Identifying where individuals were born is integral for species management and conservation. A common approach for identifying the origin of an individual relies upon chemical tracers (i.e., isotopes) from the environment that are incorporated into an individuals’ tissues. The abundance of certain isotopes differs among habitats and thus can be used as a ‘finger-print’ to tell where an individual resided.
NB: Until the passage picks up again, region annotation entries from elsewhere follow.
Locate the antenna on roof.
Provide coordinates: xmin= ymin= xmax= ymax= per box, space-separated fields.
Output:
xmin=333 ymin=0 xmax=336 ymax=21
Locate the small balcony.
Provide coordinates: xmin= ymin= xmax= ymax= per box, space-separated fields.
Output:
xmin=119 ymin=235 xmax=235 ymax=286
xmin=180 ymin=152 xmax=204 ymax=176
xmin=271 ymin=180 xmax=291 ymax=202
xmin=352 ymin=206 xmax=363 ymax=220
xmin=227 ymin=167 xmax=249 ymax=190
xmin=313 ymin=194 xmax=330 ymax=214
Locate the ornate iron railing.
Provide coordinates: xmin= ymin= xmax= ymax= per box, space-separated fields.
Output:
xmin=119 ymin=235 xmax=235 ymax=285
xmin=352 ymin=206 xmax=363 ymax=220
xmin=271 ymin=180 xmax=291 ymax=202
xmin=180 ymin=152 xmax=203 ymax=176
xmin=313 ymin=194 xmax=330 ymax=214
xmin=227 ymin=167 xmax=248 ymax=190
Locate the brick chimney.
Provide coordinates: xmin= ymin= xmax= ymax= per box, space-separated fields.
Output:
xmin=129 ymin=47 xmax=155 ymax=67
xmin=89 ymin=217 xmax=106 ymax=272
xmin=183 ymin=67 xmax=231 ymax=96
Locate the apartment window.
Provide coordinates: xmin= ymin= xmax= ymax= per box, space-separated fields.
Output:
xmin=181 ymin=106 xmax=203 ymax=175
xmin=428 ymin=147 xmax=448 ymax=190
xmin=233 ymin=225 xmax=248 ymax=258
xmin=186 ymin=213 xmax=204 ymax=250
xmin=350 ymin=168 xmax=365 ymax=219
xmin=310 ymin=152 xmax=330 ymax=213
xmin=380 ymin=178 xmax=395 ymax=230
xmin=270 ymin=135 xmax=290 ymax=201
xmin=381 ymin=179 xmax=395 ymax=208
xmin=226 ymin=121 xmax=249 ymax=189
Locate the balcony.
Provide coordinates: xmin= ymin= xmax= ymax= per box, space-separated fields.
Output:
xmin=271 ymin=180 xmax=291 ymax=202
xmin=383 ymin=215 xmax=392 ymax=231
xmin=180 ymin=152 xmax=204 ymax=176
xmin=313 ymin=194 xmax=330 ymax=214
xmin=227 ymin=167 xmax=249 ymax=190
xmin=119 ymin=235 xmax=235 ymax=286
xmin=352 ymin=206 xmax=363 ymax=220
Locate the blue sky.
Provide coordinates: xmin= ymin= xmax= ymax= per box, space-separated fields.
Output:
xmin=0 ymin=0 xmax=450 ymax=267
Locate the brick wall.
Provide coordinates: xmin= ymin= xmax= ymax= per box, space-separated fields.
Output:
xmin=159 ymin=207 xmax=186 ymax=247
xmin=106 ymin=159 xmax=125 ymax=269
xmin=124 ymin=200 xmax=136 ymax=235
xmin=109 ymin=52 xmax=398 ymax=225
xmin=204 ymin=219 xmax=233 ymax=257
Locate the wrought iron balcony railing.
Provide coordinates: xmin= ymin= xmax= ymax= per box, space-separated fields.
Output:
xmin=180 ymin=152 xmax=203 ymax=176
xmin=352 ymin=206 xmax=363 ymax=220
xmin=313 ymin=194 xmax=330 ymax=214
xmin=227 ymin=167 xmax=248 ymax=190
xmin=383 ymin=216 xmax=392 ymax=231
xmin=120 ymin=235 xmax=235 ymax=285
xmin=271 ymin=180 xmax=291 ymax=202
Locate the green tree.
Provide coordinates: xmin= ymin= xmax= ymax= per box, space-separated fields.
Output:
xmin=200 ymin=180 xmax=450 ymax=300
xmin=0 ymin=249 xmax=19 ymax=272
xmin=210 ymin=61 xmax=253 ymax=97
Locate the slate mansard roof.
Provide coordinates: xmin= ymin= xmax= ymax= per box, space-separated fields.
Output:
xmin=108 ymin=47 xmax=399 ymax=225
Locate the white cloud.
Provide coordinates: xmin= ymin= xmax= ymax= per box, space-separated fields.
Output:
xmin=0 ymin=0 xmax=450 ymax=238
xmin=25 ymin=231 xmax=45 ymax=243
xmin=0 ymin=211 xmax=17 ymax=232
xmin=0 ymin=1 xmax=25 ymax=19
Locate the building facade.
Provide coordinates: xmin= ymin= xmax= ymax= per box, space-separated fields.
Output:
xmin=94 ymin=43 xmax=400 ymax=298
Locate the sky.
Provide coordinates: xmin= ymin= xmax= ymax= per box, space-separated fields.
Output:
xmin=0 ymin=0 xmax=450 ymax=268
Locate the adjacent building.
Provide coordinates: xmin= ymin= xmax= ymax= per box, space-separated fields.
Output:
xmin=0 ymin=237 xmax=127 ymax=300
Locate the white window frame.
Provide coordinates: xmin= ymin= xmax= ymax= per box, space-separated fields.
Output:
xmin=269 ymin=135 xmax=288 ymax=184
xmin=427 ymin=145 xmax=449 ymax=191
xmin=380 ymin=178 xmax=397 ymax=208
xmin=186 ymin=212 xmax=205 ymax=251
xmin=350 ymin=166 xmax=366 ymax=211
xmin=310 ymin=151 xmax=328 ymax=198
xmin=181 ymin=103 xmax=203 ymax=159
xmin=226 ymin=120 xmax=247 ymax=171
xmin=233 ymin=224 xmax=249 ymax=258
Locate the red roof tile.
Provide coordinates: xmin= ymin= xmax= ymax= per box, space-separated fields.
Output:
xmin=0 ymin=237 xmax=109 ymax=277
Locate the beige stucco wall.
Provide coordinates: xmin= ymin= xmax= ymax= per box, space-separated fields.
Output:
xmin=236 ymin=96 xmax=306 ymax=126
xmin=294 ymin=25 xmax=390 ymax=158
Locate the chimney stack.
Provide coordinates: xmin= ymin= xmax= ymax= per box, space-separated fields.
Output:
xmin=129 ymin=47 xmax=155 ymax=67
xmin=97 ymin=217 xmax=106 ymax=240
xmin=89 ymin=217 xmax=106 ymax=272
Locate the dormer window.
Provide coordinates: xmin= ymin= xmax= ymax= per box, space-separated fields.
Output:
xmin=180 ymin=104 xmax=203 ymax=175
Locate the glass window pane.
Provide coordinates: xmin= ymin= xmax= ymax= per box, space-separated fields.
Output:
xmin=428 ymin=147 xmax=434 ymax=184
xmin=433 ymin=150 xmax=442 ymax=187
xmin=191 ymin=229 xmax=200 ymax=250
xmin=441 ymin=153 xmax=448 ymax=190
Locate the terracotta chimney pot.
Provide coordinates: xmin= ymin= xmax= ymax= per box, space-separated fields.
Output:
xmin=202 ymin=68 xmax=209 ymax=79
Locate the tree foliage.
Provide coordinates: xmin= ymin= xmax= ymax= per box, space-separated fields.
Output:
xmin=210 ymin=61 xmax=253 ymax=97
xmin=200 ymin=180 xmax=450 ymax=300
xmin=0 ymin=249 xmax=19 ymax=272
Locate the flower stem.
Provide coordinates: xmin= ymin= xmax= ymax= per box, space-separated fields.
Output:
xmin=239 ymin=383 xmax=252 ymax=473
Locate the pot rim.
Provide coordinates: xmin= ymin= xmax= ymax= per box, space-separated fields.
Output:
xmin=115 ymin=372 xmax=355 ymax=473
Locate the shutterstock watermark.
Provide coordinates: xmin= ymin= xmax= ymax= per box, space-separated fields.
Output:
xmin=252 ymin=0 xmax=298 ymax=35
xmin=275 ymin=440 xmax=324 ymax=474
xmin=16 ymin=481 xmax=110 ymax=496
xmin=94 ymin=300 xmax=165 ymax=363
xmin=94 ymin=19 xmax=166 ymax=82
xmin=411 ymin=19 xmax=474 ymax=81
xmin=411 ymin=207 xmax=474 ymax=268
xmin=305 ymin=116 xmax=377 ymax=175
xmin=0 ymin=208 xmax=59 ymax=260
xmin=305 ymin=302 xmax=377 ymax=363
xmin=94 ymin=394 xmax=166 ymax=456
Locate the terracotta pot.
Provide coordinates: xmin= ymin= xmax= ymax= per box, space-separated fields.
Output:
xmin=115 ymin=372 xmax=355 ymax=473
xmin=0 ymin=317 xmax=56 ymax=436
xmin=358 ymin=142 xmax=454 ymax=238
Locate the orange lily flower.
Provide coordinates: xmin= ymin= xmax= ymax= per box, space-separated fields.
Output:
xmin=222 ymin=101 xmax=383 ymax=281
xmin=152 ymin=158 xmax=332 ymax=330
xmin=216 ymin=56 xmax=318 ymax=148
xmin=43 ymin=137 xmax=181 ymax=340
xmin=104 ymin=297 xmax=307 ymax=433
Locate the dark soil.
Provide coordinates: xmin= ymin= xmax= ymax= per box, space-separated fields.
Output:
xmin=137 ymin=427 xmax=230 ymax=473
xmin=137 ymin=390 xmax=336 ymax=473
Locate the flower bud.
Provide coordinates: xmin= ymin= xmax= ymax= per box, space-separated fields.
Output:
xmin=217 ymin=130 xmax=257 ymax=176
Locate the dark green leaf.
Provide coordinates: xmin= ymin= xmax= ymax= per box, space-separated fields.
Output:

For a threatened population of fall Chinook salmon (Oncorhynchus tshawytscha) in the Snake River of Idaho, isotopes in their earbones (i.e., otoliths) are often analyzed to determine where adults hatched. This information is used to indicate the extent to which different rivers contribute individuals to the adult population. Using isotopes to reconstruct where fall Chinook salmon hatched assumes that isotopes incorporated into the otolith at, or shortly after, hatching are derived solely from the environment. However, evidence exists that at hatching the isotope values in the otolith are influenced by the isotope value in the yolk-sac of a developing embryo, and not solely by the environment. The purpose of this study is to identify when in the life of a developing fish does its otolith acquire isotopes from the environment in order to accurately estimate where fall Chinook salmon hatch. Specifically, we conducted a lab experiment that exposed developing larvae to different ratios of strontium (Sr) isotopes 87 and 86 for a period of 113 days. We used laser ablation inductively coupled plasma mass spectrometry to quantity Sr87/86 in the otoliths of our reared fish and we statistically analyzed this data to determine when in the life of a fish its otolith reflect the Sr87/86 of the water in which it resides.